Everybody on 2.0-Release is having this issue.

I wouldn't say everyone on 2.0-release. That's like when I get call from someone in the call center saying that all the computers are down but in fact its only few.
I know of few other users that have snort working on 2.0. Some functions do not work like barnyard2 but overall its working for them. Strange tho…

is it not working for both i386 and amd64?

I disagree. You cant compare the two that's a bad analogy  ;)
If  the code is broken than the code will be broken across the board…. well most of it.
Yes architecturally might be different causing the code to change but the broad majority will be i386/x86_64 where the code can not be that much different... in any case I tested both and had the same issue.
I am not sure about embedded.

Cino

x86_64? Don't you mean amd64? If i remember x86_64 didn't go anywhere and Intel ended up using the Amd64 architecture for 64bit processes… thats off topic now

The binaries are different between them and I remember during testing, there where issues with amd64 at first.

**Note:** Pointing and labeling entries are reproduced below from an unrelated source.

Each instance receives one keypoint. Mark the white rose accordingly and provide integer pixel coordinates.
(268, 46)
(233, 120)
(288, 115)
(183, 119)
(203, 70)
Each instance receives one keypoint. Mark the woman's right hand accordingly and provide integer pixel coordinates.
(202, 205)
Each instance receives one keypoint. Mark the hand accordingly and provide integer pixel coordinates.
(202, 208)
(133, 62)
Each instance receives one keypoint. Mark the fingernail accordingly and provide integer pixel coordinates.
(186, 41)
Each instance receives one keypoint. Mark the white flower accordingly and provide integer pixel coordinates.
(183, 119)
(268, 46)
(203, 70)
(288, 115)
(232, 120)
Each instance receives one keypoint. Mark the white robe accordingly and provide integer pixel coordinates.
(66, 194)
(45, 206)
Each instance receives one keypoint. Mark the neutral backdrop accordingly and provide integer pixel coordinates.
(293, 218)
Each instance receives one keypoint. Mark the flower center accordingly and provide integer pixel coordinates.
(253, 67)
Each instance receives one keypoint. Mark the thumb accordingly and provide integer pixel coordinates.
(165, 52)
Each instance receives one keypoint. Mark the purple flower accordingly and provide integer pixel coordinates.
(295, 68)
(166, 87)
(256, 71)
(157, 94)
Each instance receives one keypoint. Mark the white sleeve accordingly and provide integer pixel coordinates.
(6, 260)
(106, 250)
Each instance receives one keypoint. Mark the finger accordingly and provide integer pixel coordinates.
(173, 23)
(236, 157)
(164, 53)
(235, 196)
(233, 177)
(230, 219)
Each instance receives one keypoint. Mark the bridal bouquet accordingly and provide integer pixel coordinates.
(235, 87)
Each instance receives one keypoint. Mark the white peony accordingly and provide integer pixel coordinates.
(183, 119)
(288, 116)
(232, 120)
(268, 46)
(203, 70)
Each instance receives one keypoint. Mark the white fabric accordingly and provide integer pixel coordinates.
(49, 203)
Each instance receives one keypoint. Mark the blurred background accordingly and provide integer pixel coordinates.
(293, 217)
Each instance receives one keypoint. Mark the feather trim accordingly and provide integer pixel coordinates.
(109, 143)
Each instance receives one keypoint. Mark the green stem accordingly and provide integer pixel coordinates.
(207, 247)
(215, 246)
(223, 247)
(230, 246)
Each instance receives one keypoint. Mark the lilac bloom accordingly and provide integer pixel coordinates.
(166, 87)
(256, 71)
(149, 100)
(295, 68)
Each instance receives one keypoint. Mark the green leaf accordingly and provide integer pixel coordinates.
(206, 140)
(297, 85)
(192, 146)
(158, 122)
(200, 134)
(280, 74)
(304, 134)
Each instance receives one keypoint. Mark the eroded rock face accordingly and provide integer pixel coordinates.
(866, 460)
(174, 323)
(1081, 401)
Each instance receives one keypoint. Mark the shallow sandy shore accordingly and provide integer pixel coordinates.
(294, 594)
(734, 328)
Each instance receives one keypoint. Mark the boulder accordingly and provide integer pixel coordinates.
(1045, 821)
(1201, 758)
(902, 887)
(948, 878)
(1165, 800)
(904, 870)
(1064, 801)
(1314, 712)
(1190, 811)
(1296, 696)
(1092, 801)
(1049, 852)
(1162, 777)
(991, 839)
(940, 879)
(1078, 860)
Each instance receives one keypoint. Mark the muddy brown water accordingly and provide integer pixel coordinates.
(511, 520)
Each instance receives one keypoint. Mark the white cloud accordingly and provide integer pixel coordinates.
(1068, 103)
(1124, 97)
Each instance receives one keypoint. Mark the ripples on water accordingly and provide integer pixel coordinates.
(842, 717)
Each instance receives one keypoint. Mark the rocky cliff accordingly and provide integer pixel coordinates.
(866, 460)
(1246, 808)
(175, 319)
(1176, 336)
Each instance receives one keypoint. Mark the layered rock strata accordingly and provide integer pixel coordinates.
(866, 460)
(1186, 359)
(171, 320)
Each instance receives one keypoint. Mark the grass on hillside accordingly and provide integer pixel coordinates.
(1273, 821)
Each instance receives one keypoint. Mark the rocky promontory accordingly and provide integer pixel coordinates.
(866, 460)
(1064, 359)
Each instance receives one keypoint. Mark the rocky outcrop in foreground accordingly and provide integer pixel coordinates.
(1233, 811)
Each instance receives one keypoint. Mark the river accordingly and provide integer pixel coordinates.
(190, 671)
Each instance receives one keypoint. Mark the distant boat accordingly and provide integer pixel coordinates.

Let me fire up a new test VM and see if i can reproduce what your seeing

If the code that pfsenseddc gave is the fix to the issue, and other users can confirm them. Open a ticket so it can be added.. Looking at the change, its just adding a delay to the restart process.

mentalhemroids

Cino - I can tell you that this problem is isolated to certain hardware; the Intel P3 w/ 512mb RAM that I run Snort with pfSense 2.0 is more stable with updates, than my Dell PE 1750 Xeon w/ 3gb RAM, which doesn't support 64bit.  The Xeon always seems to take time to start and stop the service, so a delay in the process after updates might be the fix.  I don't know… I'm willing to try anything that could help.  I am getting tired of manually doing updates twice in a row to get the service to run.

Thanks!

eri--

@pfsenseddc:

@Seb:

(…)
Yes, that is more or less what I discovered and wrote in the bug report:
http://redmine.pfsense.org/issues/1982
(...)

Below is ugly but quick fix that works for me (output from command: diff /usr/local/pkg/snort/snort.inc /usr/local/pkg/snort/snort.inc_org):

 1278,1281c1278
< 	# developer sar:20111031 - SIGHUP doesn't work if snort is running chrooted or if php is not running as root
< 	# before: # /bin/kill -HUP \${snort_pid}
< 	/bin/kill \${snort_pid}
< 	sleep 10
---
> 	/bin/kill -HUP \${snort_pid}

You probably need to restart the pfsense after modification or/and modify /usr/local/etc/rc.d/snort.sh manually also.
Regards,
–
John

I put this in the package so just reinstall and try out.